Tanaka M, Kanamori H, Kuwabara H, Yamaji S, Kamijo A, Taguchi J, Fujita H, Fujisawa S, Matsuzaki M, Mohri H, Ishigatsubo Y
First Department of Internal Medicine, Yokohama City University School of Medicine.
Rinsho Ketsueki. 2001 Aug;42(8):656-8.
We report a patient with chronic myelogenous leukemia who received a second transplant from a one-locus HLA-mismatched unrelated donor after rejection of an initial bone marrow graft. For the first transplant, HLAs were fully matched, conditioning with busulfan + cyclophosphamide (CY) was applied, and cyclosporin A + short-term methotrexate (sMTX) was used for prophylaxis against GVHD. A complete chimera was not obtained, and the graft was rejected on day 122. For the second transplant, there was a one-HLA locus (DR) mismatch, conditioning was done with total body irradiation + cytarabine + CY, and GVHD prophylaxis consisted of FK506 + sMTX. Engraftment was obtained on day 27, and no graft failure was occurred at the time of writing. This case suggests that strong immunosuppression may have prevented rejection of the second bone marrow graft.
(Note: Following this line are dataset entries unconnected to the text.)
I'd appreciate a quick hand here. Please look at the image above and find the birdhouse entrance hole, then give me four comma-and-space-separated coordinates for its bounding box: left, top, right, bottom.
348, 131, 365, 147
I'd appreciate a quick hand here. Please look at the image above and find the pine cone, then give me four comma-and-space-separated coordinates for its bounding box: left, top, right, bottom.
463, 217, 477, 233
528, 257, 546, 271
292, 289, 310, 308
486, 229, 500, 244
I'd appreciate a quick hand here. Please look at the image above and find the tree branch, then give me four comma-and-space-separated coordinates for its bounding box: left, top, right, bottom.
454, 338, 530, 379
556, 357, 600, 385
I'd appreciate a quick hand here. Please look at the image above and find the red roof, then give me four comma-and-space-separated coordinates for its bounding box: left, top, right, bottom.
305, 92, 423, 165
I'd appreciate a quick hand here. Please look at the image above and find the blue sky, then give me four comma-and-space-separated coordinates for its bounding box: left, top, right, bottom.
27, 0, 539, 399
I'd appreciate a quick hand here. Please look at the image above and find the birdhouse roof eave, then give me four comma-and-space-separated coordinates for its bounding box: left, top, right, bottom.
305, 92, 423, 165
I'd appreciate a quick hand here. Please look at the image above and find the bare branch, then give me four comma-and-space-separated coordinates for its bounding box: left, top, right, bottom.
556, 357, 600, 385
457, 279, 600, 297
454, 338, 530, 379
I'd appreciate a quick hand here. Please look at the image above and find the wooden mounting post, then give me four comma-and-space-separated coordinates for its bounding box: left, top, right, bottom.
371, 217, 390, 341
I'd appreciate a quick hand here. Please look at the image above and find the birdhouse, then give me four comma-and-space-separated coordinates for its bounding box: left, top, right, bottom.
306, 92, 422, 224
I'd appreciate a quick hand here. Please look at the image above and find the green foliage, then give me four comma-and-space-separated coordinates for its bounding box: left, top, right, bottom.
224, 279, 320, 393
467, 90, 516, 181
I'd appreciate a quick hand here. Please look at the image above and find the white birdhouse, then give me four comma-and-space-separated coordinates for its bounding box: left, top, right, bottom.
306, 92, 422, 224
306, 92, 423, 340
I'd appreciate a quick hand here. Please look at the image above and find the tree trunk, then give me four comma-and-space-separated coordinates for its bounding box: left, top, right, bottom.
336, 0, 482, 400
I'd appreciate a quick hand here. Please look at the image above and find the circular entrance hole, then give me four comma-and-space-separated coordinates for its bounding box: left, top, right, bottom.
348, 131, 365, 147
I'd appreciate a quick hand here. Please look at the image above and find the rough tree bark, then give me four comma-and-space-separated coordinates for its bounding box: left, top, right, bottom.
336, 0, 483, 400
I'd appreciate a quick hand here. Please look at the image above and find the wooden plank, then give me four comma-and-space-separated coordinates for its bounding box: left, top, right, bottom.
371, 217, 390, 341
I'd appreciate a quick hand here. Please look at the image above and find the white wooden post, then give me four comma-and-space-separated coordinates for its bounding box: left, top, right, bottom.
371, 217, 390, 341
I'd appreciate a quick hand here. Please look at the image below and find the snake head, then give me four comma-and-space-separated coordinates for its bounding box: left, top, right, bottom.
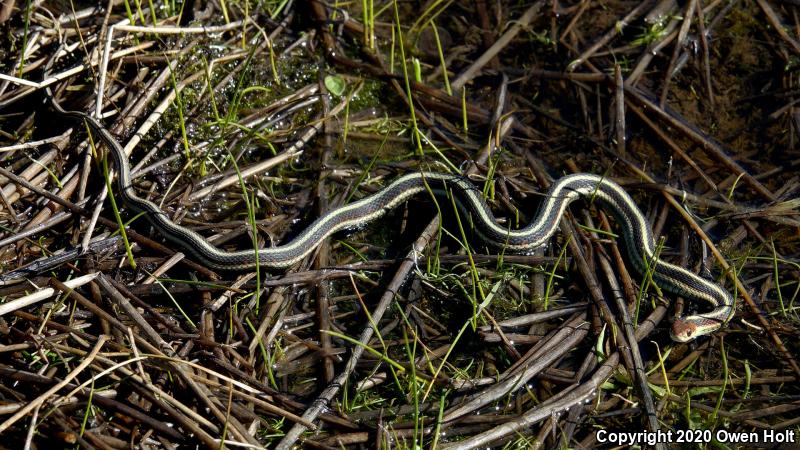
669, 318, 700, 342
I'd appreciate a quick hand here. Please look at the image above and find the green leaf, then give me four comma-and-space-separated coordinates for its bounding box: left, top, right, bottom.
325, 75, 346, 97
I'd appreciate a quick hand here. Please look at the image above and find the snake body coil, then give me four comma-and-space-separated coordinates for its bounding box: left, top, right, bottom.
52, 100, 733, 342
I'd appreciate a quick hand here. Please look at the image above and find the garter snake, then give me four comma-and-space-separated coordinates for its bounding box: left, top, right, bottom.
50, 97, 734, 342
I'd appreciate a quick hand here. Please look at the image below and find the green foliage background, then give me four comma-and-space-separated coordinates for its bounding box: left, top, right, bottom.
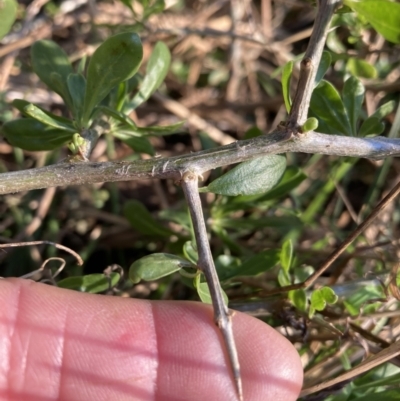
0, 0, 400, 401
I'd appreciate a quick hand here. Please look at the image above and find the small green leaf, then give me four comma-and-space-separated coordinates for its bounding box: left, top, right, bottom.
1, 118, 72, 151
321, 287, 339, 305
67, 74, 86, 130
129, 253, 191, 283
278, 269, 292, 287
11, 99, 73, 129
358, 116, 385, 137
200, 155, 286, 196
0, 0, 18, 39
310, 290, 326, 311
346, 56, 376, 79
96, 106, 137, 126
24, 103, 76, 134
127, 42, 171, 110
371, 100, 396, 120
282, 61, 294, 113
194, 276, 229, 305
314, 50, 332, 88
310, 287, 338, 311
83, 32, 143, 126
113, 129, 155, 156
343, 77, 365, 136
288, 289, 308, 312
310, 80, 352, 136
183, 241, 199, 265
301, 117, 318, 133
31, 40, 74, 107
280, 239, 293, 273
344, 0, 400, 43
57, 272, 121, 294
123, 199, 172, 237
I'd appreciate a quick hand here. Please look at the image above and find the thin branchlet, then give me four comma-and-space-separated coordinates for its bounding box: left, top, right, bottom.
182, 171, 243, 401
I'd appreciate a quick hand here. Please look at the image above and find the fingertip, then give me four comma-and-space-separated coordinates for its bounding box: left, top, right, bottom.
233, 313, 303, 401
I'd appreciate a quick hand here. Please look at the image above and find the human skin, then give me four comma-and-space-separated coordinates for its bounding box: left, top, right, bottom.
0, 279, 303, 401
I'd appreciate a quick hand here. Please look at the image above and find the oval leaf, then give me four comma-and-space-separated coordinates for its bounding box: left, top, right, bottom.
67, 74, 86, 126
346, 57, 376, 79
358, 116, 385, 137
11, 99, 73, 129
1, 118, 73, 151
202, 155, 286, 196
288, 288, 308, 312
31, 40, 74, 107
57, 272, 121, 294
24, 103, 76, 134
310, 80, 352, 136
0, 0, 18, 39
83, 32, 143, 126
128, 42, 171, 110
129, 253, 195, 283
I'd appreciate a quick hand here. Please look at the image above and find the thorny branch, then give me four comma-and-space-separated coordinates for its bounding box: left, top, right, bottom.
0, 129, 400, 195
0, 0, 400, 400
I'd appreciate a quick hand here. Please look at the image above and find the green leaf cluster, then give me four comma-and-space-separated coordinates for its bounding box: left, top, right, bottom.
1, 32, 178, 154
309, 76, 395, 137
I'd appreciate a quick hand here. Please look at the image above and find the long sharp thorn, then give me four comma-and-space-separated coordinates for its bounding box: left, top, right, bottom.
182, 172, 243, 401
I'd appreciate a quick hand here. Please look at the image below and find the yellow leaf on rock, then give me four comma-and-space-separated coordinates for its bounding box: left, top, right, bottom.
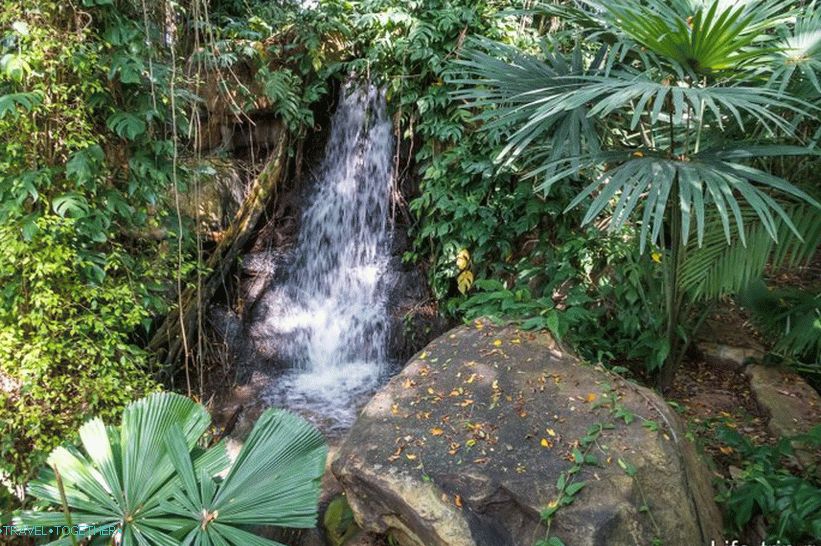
456, 269, 473, 294
456, 248, 470, 271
我们报告了一名慢性粒细胞白血病患者,该患者在初次骨髓移植被排斥后,接受了来自一位HLA单位点不匹配的无关供者的第二次移植。第一次移植时,HLA完全匹配,采用白消安+环磷酰胺(CY)进行预处理,并使用环孢素A+短期甲氨蝶呤(sMTX)预防移植物抗宿主病(GVHD)。未获得完全嵌合体,移植物在第122天被排斥。第二次移植时,存在一个HLA位点(DR)不匹配,采用全身照射+阿糖胞苷+CY进行预处理,GVHD预防采用FK506+sMTX。在第27天实现植入,在撰写本文时未发生移植物失败。该病例表明,强效免疫抑制可能预防了第二次骨髓移植的排斥反应。